Development of High-Density Plasma Photonic Crystals Using High-Power Lasers

A plasma photonic crystal (PPC) is an array of plasma structures that interacts with electromagnetic (EM) waves in ways not possible with natural materials. 2D PPCs can be used for generating a band gap, which is a range of wave frequencies in which no waves are transmitted through the structure. Such gap forms when an EM wave travels through a 2D PPC with spacing equal to half the wavelength of the wave and plasma frequency ($\omega_p$) on the order of the frequency of the wave.

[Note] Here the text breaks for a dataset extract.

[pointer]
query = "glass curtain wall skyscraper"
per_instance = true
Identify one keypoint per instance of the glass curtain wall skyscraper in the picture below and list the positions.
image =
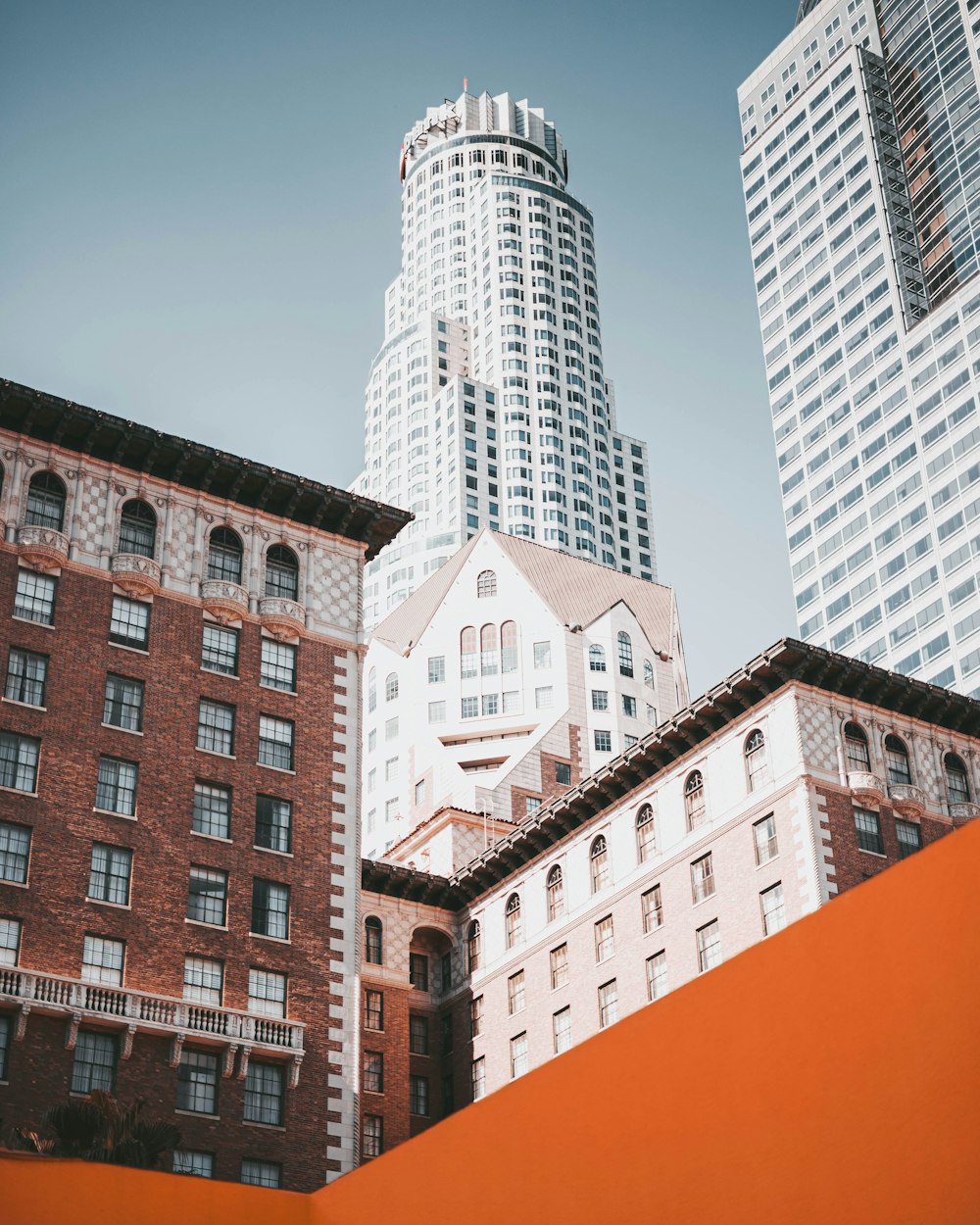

Until recently, research on PPCs has been limited to $\omega_p < 30~GHz$, which is equivalent to a plasma density of $n_e < 10^{13}~cm^{-3}$. Over the last year, PPCs of $n_e > 10^{15}~cm^{-3}$ have been generated at Stanford through the use of high-power lasers. The PPCs are generated by expanding the laser beam from a Q-switched Nd:YAG laser through a Galilean beam expander and subsequently focusing the beam through an optical micro-lens array. The intense photoionization of air that occurs at the focus of the individual lenses leads to the formation of a 2D array of very dense plasma spots. Photomultiplier measurements show a plasma lifetime of $\sim$150 ns during which the plasma array functions as a PPC, representing a first step towards advancing the field forward into the low THz regime.